CD8 cells, which can directly recognize and kill tumor cells, mediate anti-tumor immunity through multiple mechanisms, including inhibition of tumor growth and metastasis, and release of cytolytic agents such as perforin, granzyme, and major histocompatibility complex I (MHC I)-presented antigens to eliminate target cells. Additionally, EIF4A1 expression is positively correlated with CD8 T cells; this correlation may promote the inflammatory environment in cancer and reduce the efficacy of CD8+ T cells by inducing overexpression of PD-L1. Although infiltration of CD8+ T cells increases, their activity may be suppressed. This suppression likely reflects an adaptive immune resistance mechanism within the complex tumor microenvironment.41–44 Dendritic cells are pivotal for antigen presentation, primarily offering Major Histocompatibility Complex I (MHC I) molecules to present antigens to CD8+ T cells, thus activating these cells. 45 EIF4A1 is positively correlated with dendritic cells and CD8+ T cells. While this gene’s expression might theoretically promote the immune response.
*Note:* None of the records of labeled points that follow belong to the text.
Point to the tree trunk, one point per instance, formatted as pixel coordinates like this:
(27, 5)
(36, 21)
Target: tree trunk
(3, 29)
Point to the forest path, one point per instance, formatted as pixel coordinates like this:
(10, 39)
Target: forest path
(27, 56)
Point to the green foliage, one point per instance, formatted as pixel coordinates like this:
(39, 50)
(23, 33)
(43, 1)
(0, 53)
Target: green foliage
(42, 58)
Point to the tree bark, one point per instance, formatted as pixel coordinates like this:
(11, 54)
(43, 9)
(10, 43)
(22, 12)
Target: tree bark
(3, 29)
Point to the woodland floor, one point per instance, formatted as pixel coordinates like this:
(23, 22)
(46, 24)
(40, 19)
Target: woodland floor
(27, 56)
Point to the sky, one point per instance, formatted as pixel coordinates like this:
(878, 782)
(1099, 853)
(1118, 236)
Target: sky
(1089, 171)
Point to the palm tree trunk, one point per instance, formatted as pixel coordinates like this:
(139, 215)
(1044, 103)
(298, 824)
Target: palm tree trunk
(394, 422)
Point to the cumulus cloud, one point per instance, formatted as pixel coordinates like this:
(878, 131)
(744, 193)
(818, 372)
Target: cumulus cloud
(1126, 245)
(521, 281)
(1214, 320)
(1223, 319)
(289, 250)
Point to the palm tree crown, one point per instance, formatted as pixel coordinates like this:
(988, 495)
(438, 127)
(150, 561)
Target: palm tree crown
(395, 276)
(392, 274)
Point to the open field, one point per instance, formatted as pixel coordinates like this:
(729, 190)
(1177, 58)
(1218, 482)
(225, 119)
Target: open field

Within the complex tumor immune microenvironment, EIF4A1 expression, which promotes cancer progression, may enable tumor cells to regulate antigen expression and alter antigen processing and presentation mechanisms, thus evading immune recognition. Despite high expression and infiltration of CD8+ T cells and dendritic cells, elevated EIF4A1 expression may be associated with a complex tumor microenvironment. Factors such as impaired function or maturity of dendritic cells may contribute to the progression of cancer.46,47
In rectal cancer, EIF4A1 is predominantly negatively correlated with CD4+ T cells. Elevated EIF4A1 expression is associated with a complex tumor microenvironment.48–50 Based on the current research landscape, while definitive evidence directly elucidating the complete mechanisms by which EIF4A1 interacts with CD4+ T cells, CD8+ T cells, and related immune cells within the tumor immune microenvironment (TIME) remains lacking, its established role in regulating tumor cell biological behavior suggests that EIF4A1 likely interacts with immune cells in the TIME through multiple avenues. These may include influencing the intrinsic antigenic properties of tumor cells, modulating the secretion of signaling molecules within the immune microenvironment, and interfering with key signaling pathways in immune cells, thereby playing a significant role in the formation of the immunosuppressive microenvironment. Future research urgently needs to delve deeper into the specific molecular mechanisms of EIF4A1 within the TIME. For instance, employing gene editing technologies to precisely modulate EIF4A1 expression could reveal its direct impact on immune cell function. Alternatively, utilizing cutting-edge techniques such as single-cell sequencing could dissect the relationship between EIF4A1 expression and the transcriptomic and proteomic profiles of immune cells in the tumor microenvironment.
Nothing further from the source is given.